Course overview
Since 1 January 2021, the landscape for placing medical devices on the UK market has undergone significant change. With further major reform to the UK’s regulatory framework for medical devices scheduled for 2025 and 2026, the sector is entering a critical period of transition. A key milestone in this reform is the introduction of a new Post-Market Surveillance (PMS) regulation for medical devices in Great Britain, which came into force on 16 June 2025.
These developments present growing challenges for medical device manufacturers, regulators, and conformity assessment bodies alike. The evolving requirements will directly impact technical documentation, labelling, logistics, and overall regulatory compliance.

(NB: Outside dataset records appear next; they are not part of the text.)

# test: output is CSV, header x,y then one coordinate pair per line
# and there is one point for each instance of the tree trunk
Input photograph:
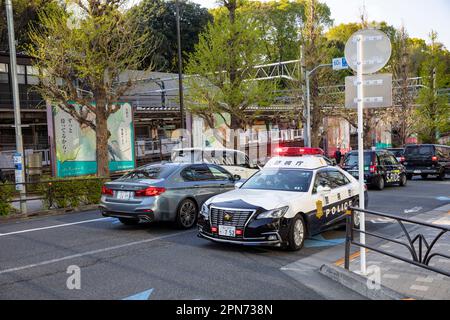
x,y
102,136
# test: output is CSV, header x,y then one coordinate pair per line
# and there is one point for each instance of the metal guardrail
x,y
420,256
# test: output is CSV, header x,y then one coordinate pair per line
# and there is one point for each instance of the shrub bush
x,y
6,195
71,193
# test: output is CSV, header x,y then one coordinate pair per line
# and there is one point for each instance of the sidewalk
x,y
407,279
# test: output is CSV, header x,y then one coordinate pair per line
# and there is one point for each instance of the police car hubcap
x,y
298,232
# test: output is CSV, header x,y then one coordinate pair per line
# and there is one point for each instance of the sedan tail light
x,y
149,192
107,191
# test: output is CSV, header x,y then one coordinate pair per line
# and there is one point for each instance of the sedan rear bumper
x,y
147,216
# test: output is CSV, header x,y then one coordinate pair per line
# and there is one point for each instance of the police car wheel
x,y
297,233
129,221
380,183
186,214
403,180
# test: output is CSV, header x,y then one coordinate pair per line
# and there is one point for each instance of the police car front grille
x,y
238,217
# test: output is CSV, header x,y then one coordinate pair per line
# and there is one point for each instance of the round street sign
x,y
376,50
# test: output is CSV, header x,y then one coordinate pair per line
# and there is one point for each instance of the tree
x,y
90,49
315,51
25,14
223,61
158,17
433,113
402,116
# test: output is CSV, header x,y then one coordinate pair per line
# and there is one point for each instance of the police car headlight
x,y
275,213
205,211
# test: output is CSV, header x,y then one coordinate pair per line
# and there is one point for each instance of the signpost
x,y
340,64
366,51
377,91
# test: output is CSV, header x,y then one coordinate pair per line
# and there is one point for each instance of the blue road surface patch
x,y
144,295
319,241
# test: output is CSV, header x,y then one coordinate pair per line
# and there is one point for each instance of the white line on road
x,y
88,253
52,227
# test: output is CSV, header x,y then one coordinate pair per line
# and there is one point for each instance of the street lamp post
x,y
308,101
20,171
180,66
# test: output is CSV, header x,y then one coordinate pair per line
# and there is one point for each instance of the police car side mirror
x,y
323,189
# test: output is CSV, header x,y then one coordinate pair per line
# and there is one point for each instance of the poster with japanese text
x,y
76,144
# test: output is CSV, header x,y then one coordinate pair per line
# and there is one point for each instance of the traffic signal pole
x,y
20,170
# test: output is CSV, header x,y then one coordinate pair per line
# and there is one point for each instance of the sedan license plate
x,y
123,195
227,231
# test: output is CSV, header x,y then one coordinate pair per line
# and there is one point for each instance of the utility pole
x,y
180,66
18,158
308,100
304,96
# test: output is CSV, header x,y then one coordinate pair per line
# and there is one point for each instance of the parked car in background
x,y
164,192
427,159
398,153
234,161
381,168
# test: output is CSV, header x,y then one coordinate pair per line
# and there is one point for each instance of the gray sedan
x,y
164,192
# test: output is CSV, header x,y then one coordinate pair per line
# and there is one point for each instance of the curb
x,y
358,284
46,213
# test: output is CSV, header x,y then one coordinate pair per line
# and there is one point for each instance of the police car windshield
x,y
280,179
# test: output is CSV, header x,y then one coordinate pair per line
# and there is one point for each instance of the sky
x,y
418,16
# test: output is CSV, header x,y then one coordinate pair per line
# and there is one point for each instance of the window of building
x,y
21,74
32,75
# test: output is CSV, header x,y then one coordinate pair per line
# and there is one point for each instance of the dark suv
x,y
426,159
381,168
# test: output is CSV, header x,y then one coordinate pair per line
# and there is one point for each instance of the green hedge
x,y
6,195
71,193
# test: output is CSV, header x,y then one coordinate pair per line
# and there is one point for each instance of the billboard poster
x,y
75,144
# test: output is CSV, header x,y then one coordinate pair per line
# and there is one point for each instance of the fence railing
x,y
420,249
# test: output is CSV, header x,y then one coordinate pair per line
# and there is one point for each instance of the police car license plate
x,y
123,195
227,231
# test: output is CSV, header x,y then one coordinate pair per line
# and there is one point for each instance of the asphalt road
x,y
159,262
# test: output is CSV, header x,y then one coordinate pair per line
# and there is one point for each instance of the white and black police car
x,y
290,199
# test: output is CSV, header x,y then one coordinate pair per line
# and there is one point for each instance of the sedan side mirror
x,y
323,189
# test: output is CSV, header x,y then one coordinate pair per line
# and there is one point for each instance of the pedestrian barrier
x,y
420,256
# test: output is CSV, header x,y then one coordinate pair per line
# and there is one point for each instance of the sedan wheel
x,y
187,214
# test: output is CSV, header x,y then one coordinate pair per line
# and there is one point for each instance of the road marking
x,y
352,257
144,295
88,253
53,227
412,210
319,241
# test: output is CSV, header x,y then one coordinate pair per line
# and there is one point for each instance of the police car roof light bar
x,y
298,151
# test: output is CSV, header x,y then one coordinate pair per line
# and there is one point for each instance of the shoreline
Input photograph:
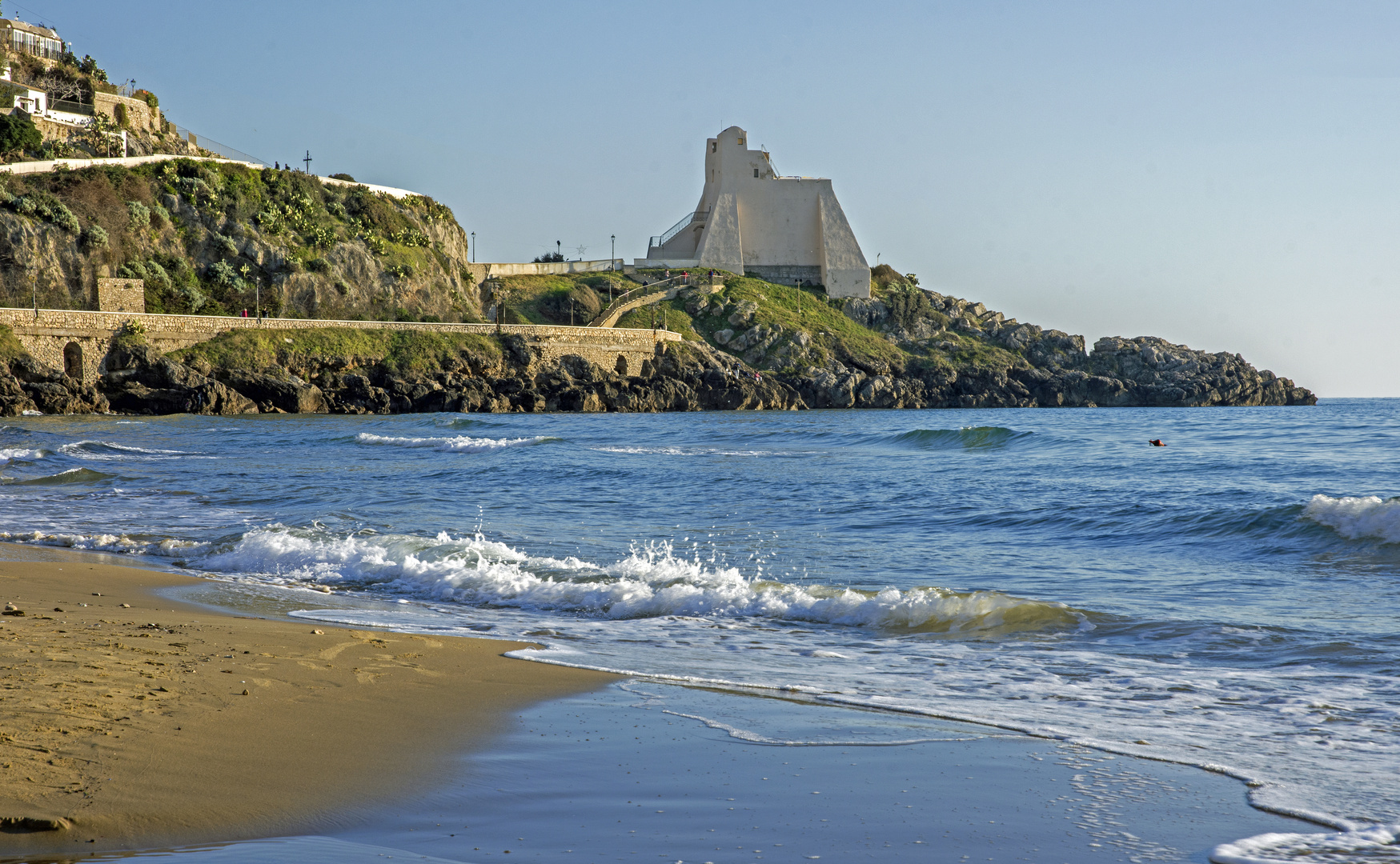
x,y
138,720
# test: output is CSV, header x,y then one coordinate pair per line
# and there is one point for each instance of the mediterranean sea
x,y
1224,602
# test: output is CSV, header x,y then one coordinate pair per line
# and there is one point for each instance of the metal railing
x,y
699,216
211,145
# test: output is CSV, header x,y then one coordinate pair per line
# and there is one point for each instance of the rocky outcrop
x,y
686,378
143,381
28,386
1035,367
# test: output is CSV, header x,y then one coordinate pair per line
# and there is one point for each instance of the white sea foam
x,y
652,582
106,542
1370,843
110,450
11,454
1357,517
454,443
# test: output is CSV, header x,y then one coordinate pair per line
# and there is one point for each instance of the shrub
x,y
222,274
579,304
46,206
157,276
139,213
224,244
130,334
18,132
94,238
319,237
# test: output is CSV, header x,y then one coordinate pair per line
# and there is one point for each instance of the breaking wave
x,y
1357,517
968,438
73,475
652,582
455,443
106,542
1370,843
106,450
14,454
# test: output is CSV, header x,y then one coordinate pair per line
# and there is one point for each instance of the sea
x,y
1226,601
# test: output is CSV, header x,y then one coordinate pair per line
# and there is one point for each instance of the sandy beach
x,y
129,720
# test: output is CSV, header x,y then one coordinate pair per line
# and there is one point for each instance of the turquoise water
x,y
1228,600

This course, designed for medical device manufacturers, provides essential guidance to help stakeholders understand and navigate the UK Conformity Assessed (UKCA) marking process in the context of these regulatory shifts, ensuring readiness, compliance, and strategic alignment in an increasingly complex regulatory environment.
CPD Hours: 6
Course Content
- Day 1
- Welcome and introduction
- UK Medical Device Regulation and your obligations
- UKCA marking explained (placement of UK CA mark)

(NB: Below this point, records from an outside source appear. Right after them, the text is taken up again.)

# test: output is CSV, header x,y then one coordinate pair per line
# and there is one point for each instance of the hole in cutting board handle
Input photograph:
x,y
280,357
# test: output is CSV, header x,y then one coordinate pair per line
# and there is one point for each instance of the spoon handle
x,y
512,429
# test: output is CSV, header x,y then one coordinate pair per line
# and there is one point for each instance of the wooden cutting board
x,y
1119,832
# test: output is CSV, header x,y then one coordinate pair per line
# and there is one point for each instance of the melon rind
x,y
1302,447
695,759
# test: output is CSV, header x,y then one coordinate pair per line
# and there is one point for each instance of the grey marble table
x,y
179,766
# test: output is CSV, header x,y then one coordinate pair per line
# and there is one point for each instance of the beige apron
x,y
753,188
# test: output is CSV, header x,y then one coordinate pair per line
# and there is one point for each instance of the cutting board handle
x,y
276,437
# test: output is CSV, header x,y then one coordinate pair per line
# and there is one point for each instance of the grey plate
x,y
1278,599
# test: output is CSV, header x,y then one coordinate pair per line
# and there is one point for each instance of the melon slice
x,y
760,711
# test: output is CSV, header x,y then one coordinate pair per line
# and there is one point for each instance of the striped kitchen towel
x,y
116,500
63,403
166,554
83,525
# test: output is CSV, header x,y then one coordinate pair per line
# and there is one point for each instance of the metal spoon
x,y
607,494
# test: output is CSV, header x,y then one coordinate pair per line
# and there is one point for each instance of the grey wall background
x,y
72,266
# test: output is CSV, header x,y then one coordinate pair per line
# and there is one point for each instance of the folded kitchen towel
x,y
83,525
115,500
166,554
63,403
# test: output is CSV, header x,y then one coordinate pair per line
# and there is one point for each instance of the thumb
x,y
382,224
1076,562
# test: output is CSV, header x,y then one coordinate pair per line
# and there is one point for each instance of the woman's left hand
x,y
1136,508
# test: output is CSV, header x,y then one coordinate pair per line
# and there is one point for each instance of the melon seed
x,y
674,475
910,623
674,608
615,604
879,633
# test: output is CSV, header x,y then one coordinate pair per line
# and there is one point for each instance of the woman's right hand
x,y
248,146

- Technical files and UK declaration of conformity
- UKNI marking and the future
- Workshop - case study on obtaining the UKCA mark
- Workshop feedback
- Q&A
Speakers
Tina Amini
Dr. Tina Amini, a pharmacist with PhD in Pharmaceutics. She has over 30 years experience in Pharmaceutical and Medical Devices. She previously held the positions of Head of Notified Body and Senior Technical Specialist at LRQA Notified Body and Pharmaceutical & Medical Device Expert at bsi Notified Body, where she was responsible for Device Drug combination products, Conformity Assessment of a wide range of medical devices and onsite assessments of Quality Management System (QMS) as the lead auditor.
Tina has extensive experience of regulatory expertise for CE marking of medical devices, and has been involved in the classification of borderline products and consultation process with several EU competent authorities and EMA for device/drug products.
Prior to joining Notified Bodies, Tina worked in the Pharmaceutical Industry in a variety of disciplines where she took products through from discovery to commercialisation.